Si sa, ci sono più giornate mondiali che giorni. Ricorrenze che riempiono i social. Si spazia dalla giornata dell’albero, a quella del gatto nero. Alcune occasioni di riflessione, per lo più prêt-à-porter, che durano il tempo di un paio di post sui social a raccattare like illusori. È tuttavia innegabile come queste ricorrenze, come quella odierna, aprano riverberi di tenerezza. La giornata mondiale delle persone con disabilità, che ricorre il 3 dicembre di ogni anno, mi permette di ricordare, qui e ora, una vicenda bella della mia vita.
Perché, e se ancora non lo sapete, lo saprete adesso, le persone con disabilità non sono soggetti passivi di interventi fatti da altri su bisogni che gli stessi, magari, non hanno mai espresso. Ma sono persone e basta.
E come tali, nello scambio dell’esistenza prendono.
E danno.
Come tutti, anche loro.
Come gli altri, anche io.
Mi dissero che avrei dovuto indossare tutte le volte la cravatta, perché, in quel prestigioso Liceo di un comune bello con due elle, la Preside (allora si chiamavano così) era rigorosa sull’abbigliamento degli “esperti esterni”.
Dieci ore, in cinque moduli da due. Sarebbe bastate cinque cravatte.
Il primo incontro con i ragazzi, i miei ragazzi mai più visti nei sedici anni successivi, fu bello come l’ultimo. Ma io, ancora, non lo sapevo.
Jeans e Converse, capelli a caschetto, felpe con cappuccio. Tutto adatto alle lezioni di latino, come ai primi baci sotto il portico.
Perché, si sa, omnia vincit amor.
E io, barbuto manichino, cominciai la prima lezione parlando di leggi dello Stato a favore delle persone con disabilità.

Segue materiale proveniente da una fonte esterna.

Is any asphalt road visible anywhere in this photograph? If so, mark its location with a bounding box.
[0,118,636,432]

Già volevo bene ai miei ragazzi non visti mai più, e non potevo distruggerli con numeri e articoli.
104, 162, 328.
Buoni per un terno al lotto. Forse. Ma non oltre, senza un significato pratico, tanto da poterlo toccare.
Allora feci un gioco.
Distribuii dei pizzini ad ognuno di loro chiedendo di scrivere una cosa che avrebbero voluto si realizzasse, per un mondo più equo e giusto.
Mi sembrava di aver avuto una bella trovata.
E fu allora che lo vidi.
Sommerso tra i capelli fluenti di una brunetta vivace dal dolce accento e seduto su una carrozzina, vidi Giovanni.
Non muoveva né gambe, né mani, ed era prigioniero di un corpo immobile diretto da un volto attento, con due fanali neri a scrutare intorno.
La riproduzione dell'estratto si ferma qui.